Firefox User können die Werbung mit Adblock (Extension) einfach umgehen. Als temporäre Lösung bis die Werbung entfernt/gewechselt wird sicherlich hilfreich.


----------



## B3N (10. Oktober 2006)

Die Werbung ist im übrigen nun weg. 


			Dieser Inhalt steht nur eingeloggten Mitgliedern zur Verfügung.


----------



## Gahsul (17. Oktober 2006)

Habe auf Buffed.de noch nie Werbung gesehen dank Werbeblocker.


----------



## Xathras (17. Oktober 2006)

ich lass meinen blocker auf den meisten Seiten aus und klicke auch ab und an mal auf nen banner. das ist meine art die arbeit der webmaster zu unterstützen, zumal es mich nichts kostet.

nur wenn es unverschämt wird und die seite teilweise nicht mehr bedienbar ist ,wie bei dieser rtl2-anzeige, mache ich mir die mühe und aktiviere meinen ad-blocker


----------



## Roran (17. Oktober 2006)

Dieser Werbebanner ist ja schon nicht mehr auf der Seite.
Von daher ist das Thema gegessen.


----------



## MCMoses (25. Oktober 2006)

B3N schrieb:


> Die Werbung ist im übrigen nun weg.
> 
> 
> Dieser Inhalt steht nur eingeloggten Mitgliedern zur Verfügung.



Das glaub ich nicht, Tim.
Bei mir ist die noch immer da, und noch immer kann ich die obersten Buttons nicht klicken.
Und neuerdings geht der close button nicht mehr, da komm ich immer auf die verdammte RTL2 Seite.

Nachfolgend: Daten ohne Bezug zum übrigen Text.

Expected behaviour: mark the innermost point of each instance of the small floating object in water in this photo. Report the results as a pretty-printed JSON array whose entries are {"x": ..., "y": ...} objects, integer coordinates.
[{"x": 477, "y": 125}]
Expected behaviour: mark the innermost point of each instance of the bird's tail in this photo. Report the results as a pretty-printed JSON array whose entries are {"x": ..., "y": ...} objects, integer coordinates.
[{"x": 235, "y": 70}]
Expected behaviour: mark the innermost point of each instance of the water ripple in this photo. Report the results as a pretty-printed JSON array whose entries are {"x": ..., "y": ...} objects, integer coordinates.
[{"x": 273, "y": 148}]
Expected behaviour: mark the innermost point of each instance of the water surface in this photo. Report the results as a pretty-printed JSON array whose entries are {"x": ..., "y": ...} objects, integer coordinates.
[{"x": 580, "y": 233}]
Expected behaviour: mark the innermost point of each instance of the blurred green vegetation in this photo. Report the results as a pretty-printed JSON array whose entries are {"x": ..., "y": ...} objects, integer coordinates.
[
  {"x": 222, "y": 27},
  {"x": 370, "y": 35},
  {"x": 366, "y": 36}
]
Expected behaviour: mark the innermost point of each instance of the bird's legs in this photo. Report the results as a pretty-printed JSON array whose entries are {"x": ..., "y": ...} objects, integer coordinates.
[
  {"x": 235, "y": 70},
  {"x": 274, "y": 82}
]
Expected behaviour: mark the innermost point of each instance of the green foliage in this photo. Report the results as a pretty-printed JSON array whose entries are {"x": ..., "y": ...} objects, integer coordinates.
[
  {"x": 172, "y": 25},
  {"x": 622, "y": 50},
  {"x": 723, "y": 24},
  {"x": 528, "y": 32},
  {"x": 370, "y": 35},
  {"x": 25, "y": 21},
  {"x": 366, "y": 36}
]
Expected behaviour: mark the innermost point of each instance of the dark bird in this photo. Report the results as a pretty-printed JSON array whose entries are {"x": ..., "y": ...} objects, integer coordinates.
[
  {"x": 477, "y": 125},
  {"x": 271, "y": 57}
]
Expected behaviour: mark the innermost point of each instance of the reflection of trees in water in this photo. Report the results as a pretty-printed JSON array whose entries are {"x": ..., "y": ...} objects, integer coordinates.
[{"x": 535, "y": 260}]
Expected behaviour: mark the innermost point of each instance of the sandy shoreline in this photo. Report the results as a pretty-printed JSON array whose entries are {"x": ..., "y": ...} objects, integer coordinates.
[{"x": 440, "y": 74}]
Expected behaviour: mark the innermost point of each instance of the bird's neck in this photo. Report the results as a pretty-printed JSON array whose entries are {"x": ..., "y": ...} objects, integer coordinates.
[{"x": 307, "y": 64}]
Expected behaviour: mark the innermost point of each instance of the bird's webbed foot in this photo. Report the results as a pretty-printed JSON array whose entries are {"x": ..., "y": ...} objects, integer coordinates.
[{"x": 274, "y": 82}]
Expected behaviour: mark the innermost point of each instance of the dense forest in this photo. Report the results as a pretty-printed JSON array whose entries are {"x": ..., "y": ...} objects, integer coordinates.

Bitte unternehmt doch endlich was!!


----------



## ZAM (25. Oktober 2006)

MCMoses schrieb:


> Das glaub ich nicht, Tim.
> Bei mir ist die noch immer da, und noch immer kann ich die obersten Buttons nicht klicken.
> Und neuerdings geht der close button nicht mehr, da komm ich immer auf die verdammte RTL2 Seite.
> 
> Bitte unternehmt doch endlich was!!



Hallo MCMoses,

Der Banner ist in veränderter Form WIEDER da. Mittlerweile öffnet er sich nurnoch einmal wenn man die Maus darüber bewegt, ansonsten per Klick auf den rechten Bereich des Banners. Außerdem ist der Sound standardmäßig deaktiviert und der Close Button funktioniert in Firefox und IE wunderbar. Der Banner wird aber nicht auf Ewig auf der Seite bleiben, keine Sorge.


----------



## MCMoses (25. Oktober 2006)

Danke für die schnelle und aufklärende Antwort!


----------